Aan de macht met een ongelimiteerde duur heeft hij besloten zijn ecologische politiek in een breder politiek kader te plaatsen. Zijn voorgangers spraken over de milieucrisis als een politieke en sociale bedreiging voor de stabiliteit van het communistische regime. De Partij-staat heeft het heft weer in handen genomen om de wereld te overtuigen dat, net als op andere gebieden, er een Chinese weg bestaat naar een duurzame economie. De Chinese leider heeft zijn verrassend optreden in de algemene vergadering van de Verenigde Naties goed uitgebuit. Des te meer omdat hij van de andere staten geen enkele tegenprestatie heeft gevraagd en ook niet het resultaat van de Amerikaanse presidentsverkiezingen heeft afgewacht. Deze « eenzame ridder » bevestigt de loskoppeling van zijn land van de rest van de wereld. Hij heeft zelfs van het milieu een instrument voor een ideologische herbewapening gemaakt om, zoals ook op andere gebieden, het failliet van het Westerse model te hekelen. Als je « Het Volksdagblad » mag geloven is China een goede bewaarder van « een diep gevoeld cultureel erfgoed van liefde voor en bescherming van de natuur, dat andere culturen niet kennen ».
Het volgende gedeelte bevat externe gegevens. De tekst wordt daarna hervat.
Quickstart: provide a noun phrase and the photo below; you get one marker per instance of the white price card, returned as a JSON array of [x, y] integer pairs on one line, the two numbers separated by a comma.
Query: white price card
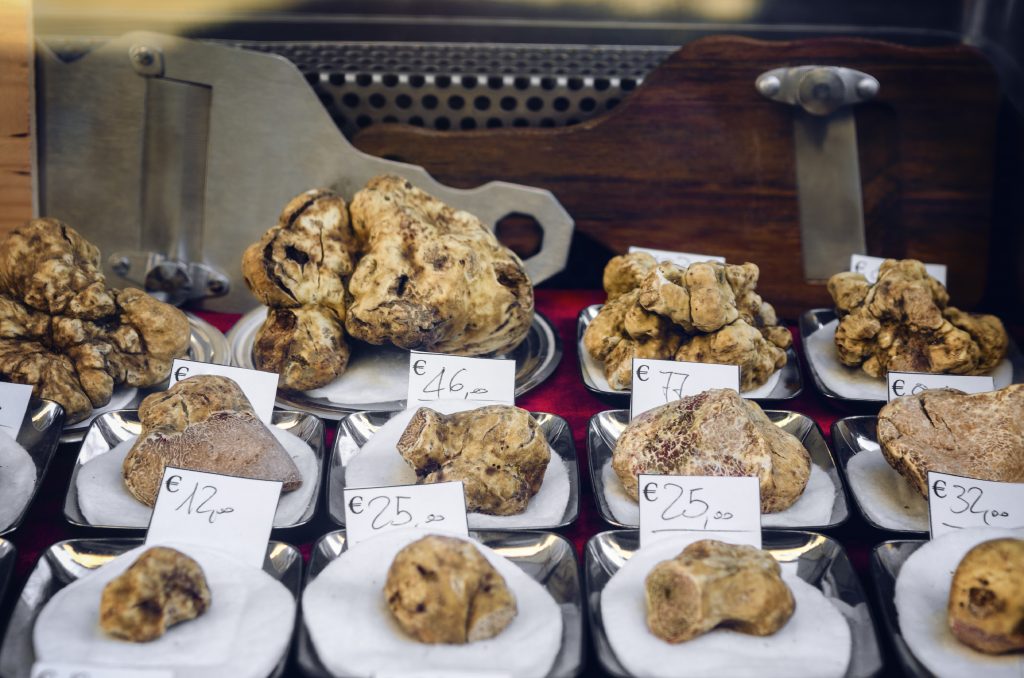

Waar in Europa ten minste een begin van politieke wil bestaat, die zich misschien op lange termijn kan vertalen in publieke actie, bestaat er niets van dien aard in de Verenigde Staten sinds het échec van Obama inzake de CO2-uitstoot. De Republikeinen waken, over de « American way of life » kan niet onderhandeld worden, een deel van de bevolking blijft klimaat-sceptisch. En als de steenkoollobby de oorlog heeft verloren, die van de olie en het gas houdt een niet te onderschatten invloed. Als de democraat Joe Biden gekozen zou worden, dan verzeker ik u dat hij zich niet in het avontuur van de « Green New Deal » van de linkervleugel van zijn partij stort. Blijven over de staten, de steden, de krachten op de markt en de technologische innovatie die de ecologische transitie aan de andere kant van de oceaan heel en nog veel te voorzichtig in beweging hebben gebracht. Maar voor een krachtige mobilisatie van de federale staat is er slechts één oplossing, laat de Engelse historicus Adam Tooze ons in een op 25 september gepubliceerd artikel in « Foreign Policy » weten: een republikeins-democratisch akkoord berustend op de gemeenschappelijke overtuiging dat een groene revolutie « een kwestie is van nationale veiligheid in de context van een koude oorlog met China ».